Short selling, the tactic of selling a borrowed security in the
hopes it can be bought back later at a lower price to repay the
loan, falls broadly into two categories. In one the short seller
suspects or alleges a fraud or misrepresentation, while in the other
the trade is based on the belief that the stock is over-valued and
will fall.
Jim Chanos’ highly lucrative short of the Byzantine fraud at Enron
in 2000 and 2001 is perhaps the archetype of the first school, a
speculation with a more than satisfactory ending for him as the
stock tumbled from the high double digits into bankruptcy protection
as accounting chicanery came to light. The dotcom bubble offers many
examples of the valuation type of shorting opportunity, companies
that were as honest as the day is long but possessed of suicidal
business plans and ultimately dependent on the discovery of a series
of greater fools to supply the needed capital to fund the burn rate.
Those short sales of mortgage-backed securities during the last
financial crisis might be considered a hybrid, combining as they did
a certain amount of fraud in the mortgage process with an unhealthy
dose of silly valuations of real estate and derived securities.
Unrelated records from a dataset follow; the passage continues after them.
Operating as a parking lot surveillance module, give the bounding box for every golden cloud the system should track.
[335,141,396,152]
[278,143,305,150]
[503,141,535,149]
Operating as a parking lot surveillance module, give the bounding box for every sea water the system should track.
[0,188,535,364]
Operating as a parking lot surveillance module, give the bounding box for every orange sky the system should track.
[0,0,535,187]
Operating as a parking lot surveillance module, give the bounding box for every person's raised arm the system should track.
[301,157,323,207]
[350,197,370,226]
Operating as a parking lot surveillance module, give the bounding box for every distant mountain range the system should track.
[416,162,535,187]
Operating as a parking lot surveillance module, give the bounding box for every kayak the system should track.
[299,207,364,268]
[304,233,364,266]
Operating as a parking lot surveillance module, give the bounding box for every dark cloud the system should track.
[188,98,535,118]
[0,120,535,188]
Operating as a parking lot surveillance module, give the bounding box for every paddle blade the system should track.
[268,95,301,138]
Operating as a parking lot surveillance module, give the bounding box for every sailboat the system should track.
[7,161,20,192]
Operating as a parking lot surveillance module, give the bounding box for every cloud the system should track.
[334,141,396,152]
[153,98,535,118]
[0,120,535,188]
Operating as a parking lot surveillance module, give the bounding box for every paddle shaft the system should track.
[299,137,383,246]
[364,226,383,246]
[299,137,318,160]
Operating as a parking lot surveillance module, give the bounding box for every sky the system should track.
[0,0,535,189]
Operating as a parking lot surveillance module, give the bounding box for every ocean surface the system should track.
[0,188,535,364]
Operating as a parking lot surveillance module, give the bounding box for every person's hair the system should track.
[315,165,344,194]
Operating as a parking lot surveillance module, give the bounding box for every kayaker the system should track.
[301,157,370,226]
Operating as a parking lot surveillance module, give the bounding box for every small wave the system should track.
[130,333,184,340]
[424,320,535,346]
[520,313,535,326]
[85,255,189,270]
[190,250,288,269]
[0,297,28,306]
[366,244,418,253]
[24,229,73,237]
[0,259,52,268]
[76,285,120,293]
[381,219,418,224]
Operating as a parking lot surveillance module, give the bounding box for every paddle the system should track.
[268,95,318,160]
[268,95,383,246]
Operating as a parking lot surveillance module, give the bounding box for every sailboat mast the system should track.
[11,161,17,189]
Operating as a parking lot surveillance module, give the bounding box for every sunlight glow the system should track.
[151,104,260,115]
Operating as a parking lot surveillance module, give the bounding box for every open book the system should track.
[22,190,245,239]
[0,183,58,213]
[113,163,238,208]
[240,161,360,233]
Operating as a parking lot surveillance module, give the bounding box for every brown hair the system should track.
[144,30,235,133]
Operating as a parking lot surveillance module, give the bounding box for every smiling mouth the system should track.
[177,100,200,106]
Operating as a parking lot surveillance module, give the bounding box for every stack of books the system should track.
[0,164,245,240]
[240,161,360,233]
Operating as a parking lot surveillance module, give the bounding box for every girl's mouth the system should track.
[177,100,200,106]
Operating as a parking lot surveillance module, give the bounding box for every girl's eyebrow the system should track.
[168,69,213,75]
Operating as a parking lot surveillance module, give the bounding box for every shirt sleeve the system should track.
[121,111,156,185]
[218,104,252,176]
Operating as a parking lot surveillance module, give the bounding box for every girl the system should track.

Wall Street wisdom on these two schools is that identifying fraud
pays better than bubble-pricking stocks with crazy valuations, a
belief pithily expressed in April by famed short-seller David
Einhorn of Greenlight Capital.
“We have repeatedly noted that it is dangerous to short stocks that
have disconnected from traditional valuation methods,” Einhorn said
while discussing a basket of shorts of unnamed momentum stocks he’d
undertaken.
“After all, twice a silly price is not twice as silly; it’s still
just silly.”
It looks as if that prejudice may be grounded in reality, according
to Alon Bochman, managing partner of Stepwise Capital, who has done
us all a favor by looking at numbers from Activist Shorts Research
(http://www.activistshorts.com/), a service tracking activist short
sellers.
“It seems the poor reputation valuation shorts have is at least
partially deserved. Even when we look at some of the best known and
most memorable short campaigns of the past decade, valuation shorts
significantly underperform fraud shorts,” Bochman wrote for the CFA
Institute. (http://blogs.cfainstitute.org/investor/2014/09/29/do-valuation-shorts-work/)
THE VALUE OF OBLITERATION
The data set includes more than 400 short-selling campaigns from
2002 to the present, though the definition of the length of a
campaign is necessarily nebulous. The mean return (not including
dividends) of stocks in the sample is negative 14.2 percent, with 65
percent of the campaigns resulting in some drop in the stock price.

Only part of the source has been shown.